La position serbe, qui continue de considérer que le Kosovo fait partie intégrante de la Serbie, ne me paraît pas tenable à long terme, car, comme dans la vie conjugale, le consentement des deux époux est un préalable pour vivre sous un même toit.

Or, en raison du passé, les Kosovars ont depuis longtemps renoncé à l'idée d'un rattachement à la Serbie. Il me semble donc qu'à terme la Serbie sera contrainte de reconnaître l'indépendance du Kosovo, mais qu'elle utilisera cette carte comme contrepartie à son adhésion à l'Union européenne.

Enfin, je me félicite de l'arrestation de Ratko Mladic et de sa remise au tribunal pénal international pour l'ex-Yougoslavie.

L'histoire nous enseigne que, même plusieurs années après, tous les criminels finissent pas être jugés et doivent rendre compte de leurs actes devant la justice.
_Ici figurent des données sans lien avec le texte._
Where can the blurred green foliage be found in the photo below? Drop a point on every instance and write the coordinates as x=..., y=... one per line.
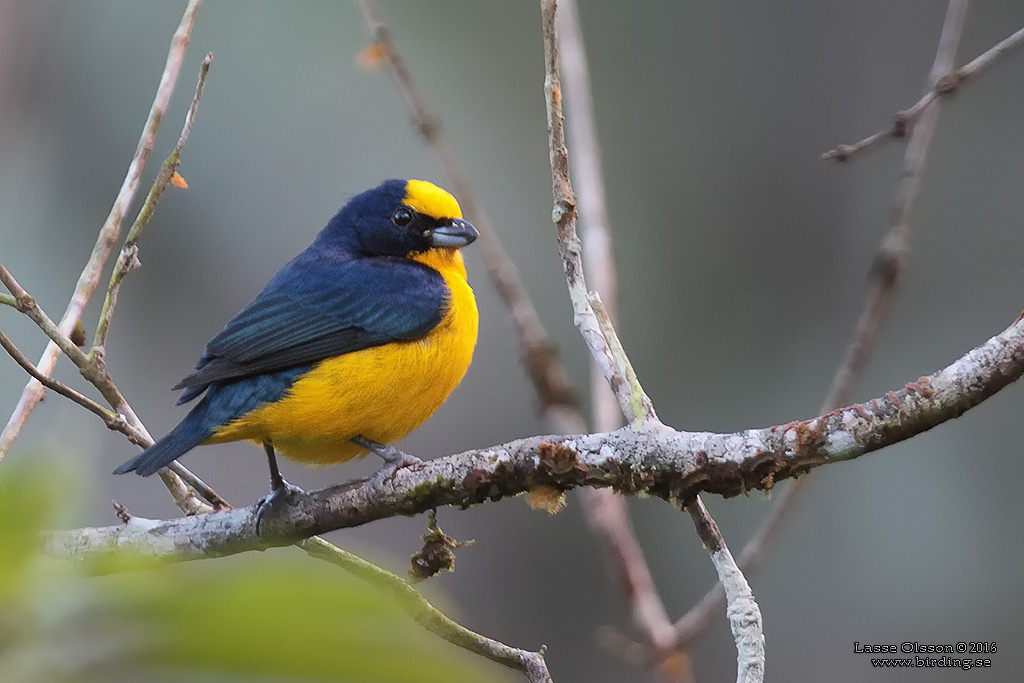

M. Josselin de Rohan, président. - Je crois qu'on peut saluer à cette occasion le courage et la détermination du Président serbe, M. Boris Tadic, sans lequel la Serbie n'aurait peut être pas livré Ratko Mladic au tribunal pénal international pour l'ex-Yougoslavie. Je rappelle, en effet, qu'un ancien Premier ministre serbe, M. Zoran Djindjic, a payé de sa vie sa volonté de juger les criminels de guerre et de coopérer avec la justice internationale.

Suivant l'avis du rapporteur, la commission a adopté à l'unanimité le présent projet de loi et proposé qu'il fasse l'objet d'un examen en forme simplifiée en séance publique.